As such counsel, we have examined such matters of fact and questions of law as we have considered appropriate for purposes of this letter. With your consent, we have relied upon certificates and other assurances of officers of the Corporation and others as to factual matters without independently verifying such factual matters. We are opining herein only as to the General Corporation Law of the State of Delaware, and we express no opinion with respect to any other laws or as to any matters of municipal law or any other local agencies within any state.

Subject to the foregoing and reliance thereto, it is our opinion that, upon the issuance and delivery of the Shares in the manner contemplated by the Plan, assuming in each case that the individual grants or awards under the Plan are duly authorized by all necessary corporate action and duly granted or awarded and exercised in accordance with the requirements of law and the Plan (and the agreements and awards duly adopted thereunder and in accordance therewith) and subject to the Corporation complying with all other terms of the Plan, the Shares will have been duly authorized by all necessary corporate action of the Corporation and will be validly issued, fully paid and nonassessable. In rendering the foregoing opinion, we have assumed that the Corporation will comply with all applicable notice requirements regarding uncertificated shares provided in the General Corporation Law of the State of Delaware.

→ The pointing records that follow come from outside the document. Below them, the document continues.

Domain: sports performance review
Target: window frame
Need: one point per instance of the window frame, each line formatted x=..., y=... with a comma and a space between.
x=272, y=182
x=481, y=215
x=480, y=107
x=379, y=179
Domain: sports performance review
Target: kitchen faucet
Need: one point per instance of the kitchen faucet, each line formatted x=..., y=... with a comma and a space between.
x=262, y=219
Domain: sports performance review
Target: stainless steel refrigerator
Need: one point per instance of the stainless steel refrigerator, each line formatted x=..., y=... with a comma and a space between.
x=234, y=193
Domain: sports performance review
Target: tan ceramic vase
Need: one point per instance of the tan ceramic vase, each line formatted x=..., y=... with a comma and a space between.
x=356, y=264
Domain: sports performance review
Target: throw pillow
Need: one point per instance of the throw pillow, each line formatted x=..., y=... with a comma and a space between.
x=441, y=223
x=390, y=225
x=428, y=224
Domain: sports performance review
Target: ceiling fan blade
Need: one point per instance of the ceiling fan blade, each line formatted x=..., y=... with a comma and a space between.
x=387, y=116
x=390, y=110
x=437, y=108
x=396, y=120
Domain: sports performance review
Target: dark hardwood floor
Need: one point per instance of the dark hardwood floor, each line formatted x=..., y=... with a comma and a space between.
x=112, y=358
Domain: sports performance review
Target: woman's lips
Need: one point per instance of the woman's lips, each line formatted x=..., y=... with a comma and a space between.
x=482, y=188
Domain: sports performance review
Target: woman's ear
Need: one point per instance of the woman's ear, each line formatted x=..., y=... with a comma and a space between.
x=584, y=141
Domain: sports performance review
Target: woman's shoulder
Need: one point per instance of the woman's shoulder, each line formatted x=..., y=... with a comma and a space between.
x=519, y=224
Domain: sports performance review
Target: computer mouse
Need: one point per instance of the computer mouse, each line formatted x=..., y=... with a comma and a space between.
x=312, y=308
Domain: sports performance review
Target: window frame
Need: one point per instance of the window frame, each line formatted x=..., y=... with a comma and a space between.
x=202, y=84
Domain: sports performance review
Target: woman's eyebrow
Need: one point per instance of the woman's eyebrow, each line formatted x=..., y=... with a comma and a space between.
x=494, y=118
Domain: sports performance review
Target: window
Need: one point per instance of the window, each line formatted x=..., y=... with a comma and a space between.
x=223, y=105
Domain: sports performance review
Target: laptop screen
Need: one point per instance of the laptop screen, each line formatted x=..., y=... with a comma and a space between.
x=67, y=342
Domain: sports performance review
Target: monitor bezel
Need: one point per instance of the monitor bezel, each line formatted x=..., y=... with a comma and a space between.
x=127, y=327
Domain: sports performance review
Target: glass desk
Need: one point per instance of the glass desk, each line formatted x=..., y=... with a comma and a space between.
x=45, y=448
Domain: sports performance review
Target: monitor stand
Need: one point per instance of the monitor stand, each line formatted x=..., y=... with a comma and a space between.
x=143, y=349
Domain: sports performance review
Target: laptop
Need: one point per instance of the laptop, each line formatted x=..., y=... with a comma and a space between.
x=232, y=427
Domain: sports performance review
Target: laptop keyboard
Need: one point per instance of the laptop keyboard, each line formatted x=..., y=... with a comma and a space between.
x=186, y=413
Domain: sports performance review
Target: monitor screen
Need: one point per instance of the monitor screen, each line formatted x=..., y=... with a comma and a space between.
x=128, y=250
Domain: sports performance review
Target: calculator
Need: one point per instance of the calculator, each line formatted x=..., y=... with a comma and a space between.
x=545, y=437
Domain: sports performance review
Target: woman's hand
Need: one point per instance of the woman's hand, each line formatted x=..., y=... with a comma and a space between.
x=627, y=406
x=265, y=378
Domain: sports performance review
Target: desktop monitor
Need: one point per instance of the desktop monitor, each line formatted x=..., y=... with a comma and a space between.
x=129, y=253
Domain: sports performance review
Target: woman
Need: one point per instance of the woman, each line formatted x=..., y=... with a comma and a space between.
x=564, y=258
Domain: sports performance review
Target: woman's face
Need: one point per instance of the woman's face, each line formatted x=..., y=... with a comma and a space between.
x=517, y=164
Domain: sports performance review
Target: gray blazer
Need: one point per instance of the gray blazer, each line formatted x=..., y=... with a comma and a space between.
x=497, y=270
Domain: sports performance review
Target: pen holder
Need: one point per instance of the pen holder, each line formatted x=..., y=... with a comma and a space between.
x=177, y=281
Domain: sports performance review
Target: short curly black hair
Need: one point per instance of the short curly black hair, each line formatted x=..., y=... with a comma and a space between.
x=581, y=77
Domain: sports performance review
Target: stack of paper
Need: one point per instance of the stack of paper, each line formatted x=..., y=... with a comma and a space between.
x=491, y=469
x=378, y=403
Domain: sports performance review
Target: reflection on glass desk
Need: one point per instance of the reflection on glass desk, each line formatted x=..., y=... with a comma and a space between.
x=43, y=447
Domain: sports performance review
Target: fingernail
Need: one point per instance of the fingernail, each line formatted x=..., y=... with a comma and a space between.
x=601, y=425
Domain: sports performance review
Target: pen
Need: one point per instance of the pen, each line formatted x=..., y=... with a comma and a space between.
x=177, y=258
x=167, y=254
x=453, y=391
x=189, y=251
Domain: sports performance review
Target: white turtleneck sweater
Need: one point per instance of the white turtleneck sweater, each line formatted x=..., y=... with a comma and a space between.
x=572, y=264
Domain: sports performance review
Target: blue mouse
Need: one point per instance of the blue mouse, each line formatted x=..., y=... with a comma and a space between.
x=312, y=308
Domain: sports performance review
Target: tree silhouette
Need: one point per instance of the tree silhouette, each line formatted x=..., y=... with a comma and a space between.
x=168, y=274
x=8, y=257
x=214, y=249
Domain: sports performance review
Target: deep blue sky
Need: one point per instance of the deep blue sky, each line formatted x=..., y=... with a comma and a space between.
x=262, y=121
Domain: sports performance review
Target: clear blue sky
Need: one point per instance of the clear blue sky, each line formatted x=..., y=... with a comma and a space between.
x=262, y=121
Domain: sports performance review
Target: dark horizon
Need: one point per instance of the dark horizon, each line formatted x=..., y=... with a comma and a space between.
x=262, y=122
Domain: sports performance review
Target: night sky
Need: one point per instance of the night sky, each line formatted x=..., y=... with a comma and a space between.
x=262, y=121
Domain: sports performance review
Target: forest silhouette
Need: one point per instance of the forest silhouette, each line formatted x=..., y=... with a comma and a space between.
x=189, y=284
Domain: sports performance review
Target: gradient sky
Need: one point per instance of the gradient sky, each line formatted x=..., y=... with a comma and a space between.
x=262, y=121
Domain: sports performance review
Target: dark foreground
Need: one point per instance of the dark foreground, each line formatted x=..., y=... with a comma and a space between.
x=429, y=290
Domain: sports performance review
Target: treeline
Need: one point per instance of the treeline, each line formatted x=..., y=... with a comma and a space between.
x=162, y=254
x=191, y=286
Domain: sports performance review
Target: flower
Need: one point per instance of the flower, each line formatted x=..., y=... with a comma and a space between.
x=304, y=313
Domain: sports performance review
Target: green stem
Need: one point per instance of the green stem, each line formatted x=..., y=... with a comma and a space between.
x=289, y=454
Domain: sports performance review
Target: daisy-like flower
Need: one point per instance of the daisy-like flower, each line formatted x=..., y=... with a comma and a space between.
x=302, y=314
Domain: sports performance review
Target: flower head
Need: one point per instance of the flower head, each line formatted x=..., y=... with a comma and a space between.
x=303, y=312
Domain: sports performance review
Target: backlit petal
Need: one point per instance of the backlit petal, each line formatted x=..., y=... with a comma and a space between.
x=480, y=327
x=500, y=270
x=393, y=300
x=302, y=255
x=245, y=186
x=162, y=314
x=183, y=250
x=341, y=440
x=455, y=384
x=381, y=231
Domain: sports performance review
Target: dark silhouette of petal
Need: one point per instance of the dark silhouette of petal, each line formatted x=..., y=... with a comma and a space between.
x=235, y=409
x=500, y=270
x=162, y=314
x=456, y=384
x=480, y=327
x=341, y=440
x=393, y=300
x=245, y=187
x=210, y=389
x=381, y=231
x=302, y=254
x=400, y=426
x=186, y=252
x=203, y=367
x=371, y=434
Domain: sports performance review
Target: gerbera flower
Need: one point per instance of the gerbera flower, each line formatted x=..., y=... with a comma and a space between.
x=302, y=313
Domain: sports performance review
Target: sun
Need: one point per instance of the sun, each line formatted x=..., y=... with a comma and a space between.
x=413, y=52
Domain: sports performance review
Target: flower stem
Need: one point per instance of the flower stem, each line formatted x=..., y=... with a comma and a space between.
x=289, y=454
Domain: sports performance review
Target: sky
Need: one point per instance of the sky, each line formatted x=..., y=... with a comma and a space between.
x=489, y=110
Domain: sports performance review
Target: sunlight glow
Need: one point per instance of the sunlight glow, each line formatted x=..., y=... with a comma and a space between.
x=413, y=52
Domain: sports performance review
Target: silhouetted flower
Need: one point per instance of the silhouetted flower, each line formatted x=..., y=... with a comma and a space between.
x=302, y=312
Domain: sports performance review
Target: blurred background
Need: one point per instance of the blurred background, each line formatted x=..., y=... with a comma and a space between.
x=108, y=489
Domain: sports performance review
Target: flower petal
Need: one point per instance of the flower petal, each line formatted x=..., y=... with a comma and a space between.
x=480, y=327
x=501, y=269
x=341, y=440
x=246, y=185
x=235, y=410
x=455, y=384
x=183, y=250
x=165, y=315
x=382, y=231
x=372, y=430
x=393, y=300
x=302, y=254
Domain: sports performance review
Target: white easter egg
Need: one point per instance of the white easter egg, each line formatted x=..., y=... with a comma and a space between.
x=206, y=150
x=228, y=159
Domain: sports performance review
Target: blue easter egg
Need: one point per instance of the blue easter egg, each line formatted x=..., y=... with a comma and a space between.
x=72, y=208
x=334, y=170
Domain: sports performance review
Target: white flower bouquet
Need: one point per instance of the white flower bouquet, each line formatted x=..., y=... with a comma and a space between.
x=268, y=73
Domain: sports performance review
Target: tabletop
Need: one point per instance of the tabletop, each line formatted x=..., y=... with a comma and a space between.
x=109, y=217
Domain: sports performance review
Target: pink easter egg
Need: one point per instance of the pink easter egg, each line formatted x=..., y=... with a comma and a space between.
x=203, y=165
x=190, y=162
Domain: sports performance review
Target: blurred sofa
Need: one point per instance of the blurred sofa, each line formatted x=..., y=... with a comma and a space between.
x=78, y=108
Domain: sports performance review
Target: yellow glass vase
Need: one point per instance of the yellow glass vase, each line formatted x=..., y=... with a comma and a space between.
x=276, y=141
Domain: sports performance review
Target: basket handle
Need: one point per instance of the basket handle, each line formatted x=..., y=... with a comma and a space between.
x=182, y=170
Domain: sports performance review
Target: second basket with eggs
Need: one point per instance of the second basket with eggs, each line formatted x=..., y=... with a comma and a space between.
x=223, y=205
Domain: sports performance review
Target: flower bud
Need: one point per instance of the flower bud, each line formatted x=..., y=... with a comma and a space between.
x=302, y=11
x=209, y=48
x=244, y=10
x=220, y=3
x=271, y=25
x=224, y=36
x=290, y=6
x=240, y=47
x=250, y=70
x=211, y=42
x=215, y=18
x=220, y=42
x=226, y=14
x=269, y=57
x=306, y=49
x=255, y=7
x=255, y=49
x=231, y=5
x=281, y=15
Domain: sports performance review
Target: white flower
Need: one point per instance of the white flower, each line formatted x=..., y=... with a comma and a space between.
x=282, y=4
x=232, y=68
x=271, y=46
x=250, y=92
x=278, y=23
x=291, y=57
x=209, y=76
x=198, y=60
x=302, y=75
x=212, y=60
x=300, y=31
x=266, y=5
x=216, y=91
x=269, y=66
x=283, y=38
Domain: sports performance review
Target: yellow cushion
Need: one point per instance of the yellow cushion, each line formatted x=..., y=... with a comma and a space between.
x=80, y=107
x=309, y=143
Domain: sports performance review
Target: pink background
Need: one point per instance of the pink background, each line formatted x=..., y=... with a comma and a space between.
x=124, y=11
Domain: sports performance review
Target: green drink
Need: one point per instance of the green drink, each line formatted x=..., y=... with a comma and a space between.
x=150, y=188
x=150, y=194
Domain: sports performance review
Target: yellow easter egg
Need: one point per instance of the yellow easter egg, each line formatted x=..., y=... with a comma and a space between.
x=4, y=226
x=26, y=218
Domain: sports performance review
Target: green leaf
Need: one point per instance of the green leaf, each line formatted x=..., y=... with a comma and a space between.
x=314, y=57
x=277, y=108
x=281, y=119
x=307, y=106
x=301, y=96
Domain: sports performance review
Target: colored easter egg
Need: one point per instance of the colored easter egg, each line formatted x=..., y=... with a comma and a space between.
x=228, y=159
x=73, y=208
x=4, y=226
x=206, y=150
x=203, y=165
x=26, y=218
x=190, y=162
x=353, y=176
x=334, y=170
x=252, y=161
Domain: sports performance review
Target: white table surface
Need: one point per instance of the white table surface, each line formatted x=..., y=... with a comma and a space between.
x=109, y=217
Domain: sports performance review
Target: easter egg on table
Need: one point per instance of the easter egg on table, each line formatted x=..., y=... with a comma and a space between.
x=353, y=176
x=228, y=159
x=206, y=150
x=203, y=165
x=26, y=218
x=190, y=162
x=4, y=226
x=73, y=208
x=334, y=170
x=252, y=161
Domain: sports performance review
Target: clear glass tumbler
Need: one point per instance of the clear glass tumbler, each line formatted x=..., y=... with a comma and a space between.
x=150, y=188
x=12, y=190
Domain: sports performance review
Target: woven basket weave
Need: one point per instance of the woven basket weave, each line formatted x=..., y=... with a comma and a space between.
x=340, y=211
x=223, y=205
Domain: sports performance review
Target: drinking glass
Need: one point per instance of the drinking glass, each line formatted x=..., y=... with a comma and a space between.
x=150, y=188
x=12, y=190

This opinion is for your benefit in connection with the Registration Statement and may be relied upon by you and by persons entitled to rely upon it pursuant to the applicable provisions of the Act. We consent to your filing this opinion as an exhibit to the Registration Statement. In giving such consent, we do not thereby admit that we are in the category of persons whose consent is required under Section 7 of the Act or the rules and regulations of the Commission thereunder.